«Entre conhecedores, é um segredo de Polichinelo que, desde há mais de cem anos, uma grande parte da intelectualidade ocidental «asiatiza», como se costuma dizer. Poder-se-ia ver nisso uma brincadeira irónica do objecto do conhecimento com o seu sujeito. No mundo das inteligências, sucede que o descobridor se expõe a uma descoberta recíproca por parte daqueles que foram descobertos. Para o mundo burguês, entre os séculos XVII e XIX, o interesse pelo Oriente despertou sob o signo do colonialismo, que não tardou a acarretar um comércio intelectual à escala mundial. Foi a geração do período do romantismo que, pela primeira vez, ergueu as importações da Ásia a um nível teórico e as inseriu numa sinopse grandiosa das civilizações do mundo. Conversa universal sobre literatura universal, tal foi a imagem serena de um ecumenismo romântico, em que se fazia circular a lírica persa as traduções dos Upanishads como outras tantas provas da actividade autenticamente metafísicas da alma do mundo.
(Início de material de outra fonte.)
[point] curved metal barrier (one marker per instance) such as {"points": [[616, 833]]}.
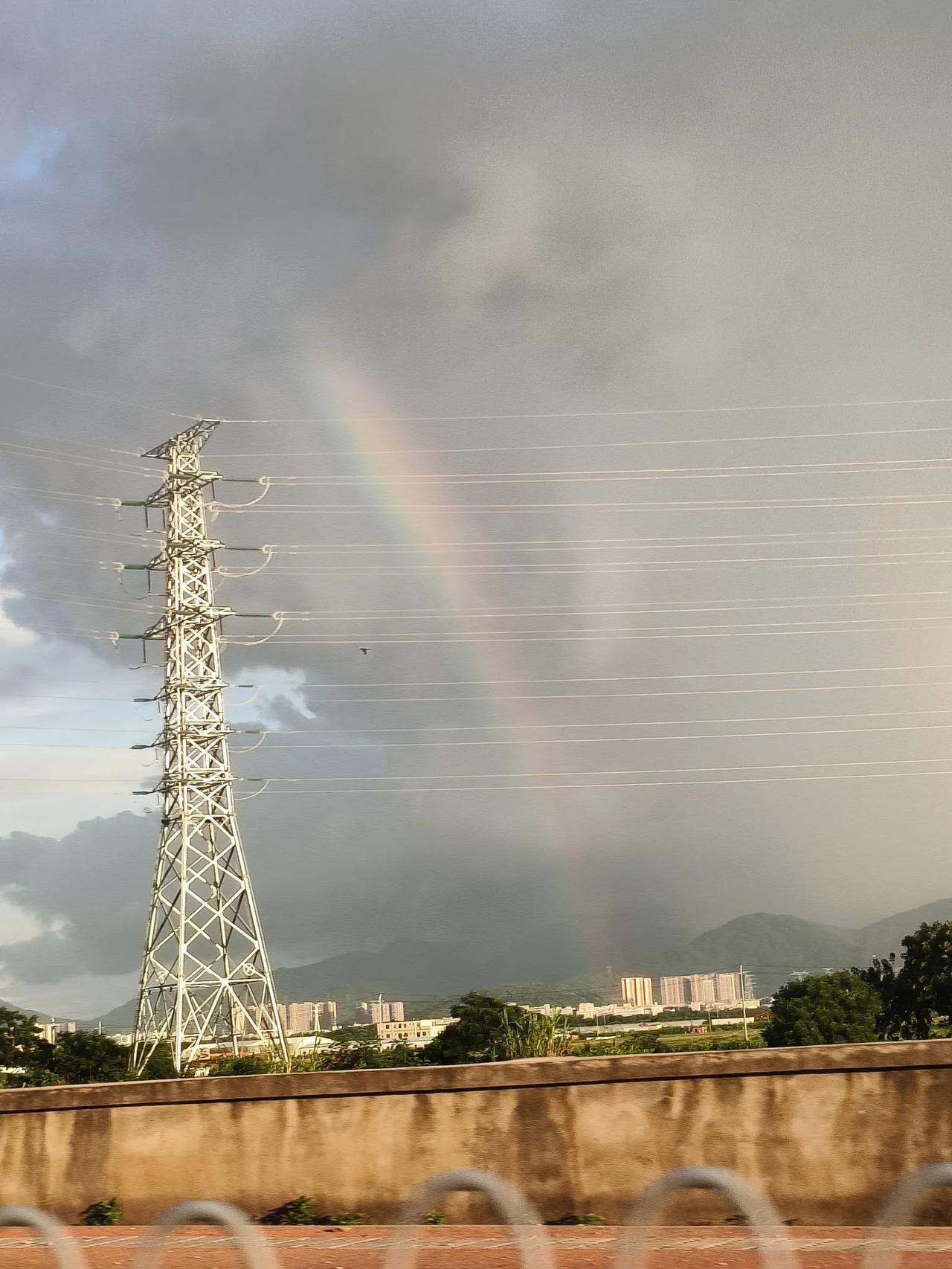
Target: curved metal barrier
{"points": [[65, 1251], [899, 1211], [248, 1236], [535, 1247], [532, 1241], [772, 1243]]}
Mas a coisa não se ficou por um namorico filológico. Para o Oriente real, o facto de ter sido descoberto por um espírito diferente, veio a ser um encontro com o seu destino. O que começara como descoberta, depois prosseguira como conquista, missionação e instrução do Oriente pelo Ocidente já altamente mobilizado, logo arrastou consigo o antigo Oriente para a mobilização do Planeta. O Japão forneceu ao mundo o modelo de uma autoliquidação perfeita e praticou um seppuku em benefício da indústria e da história, que permanecerá para sempre assombroso. Provavelmente a antiga Ásia desaparecerá um dia da face da Terra, no âmbito de uma autocolonização histórica, e talvez só sobreviva nas bibliotecas da indologia, da sinologia, da nipologia, de inspiração ocidental, tal como a velha Europa apenas sobreviveu em seminários de filologia clássica e de estudos medievais...e filmes históricos».
in Mobilização Infinita, Peter Sloterdijk, pp 58 - Relógio D'Água.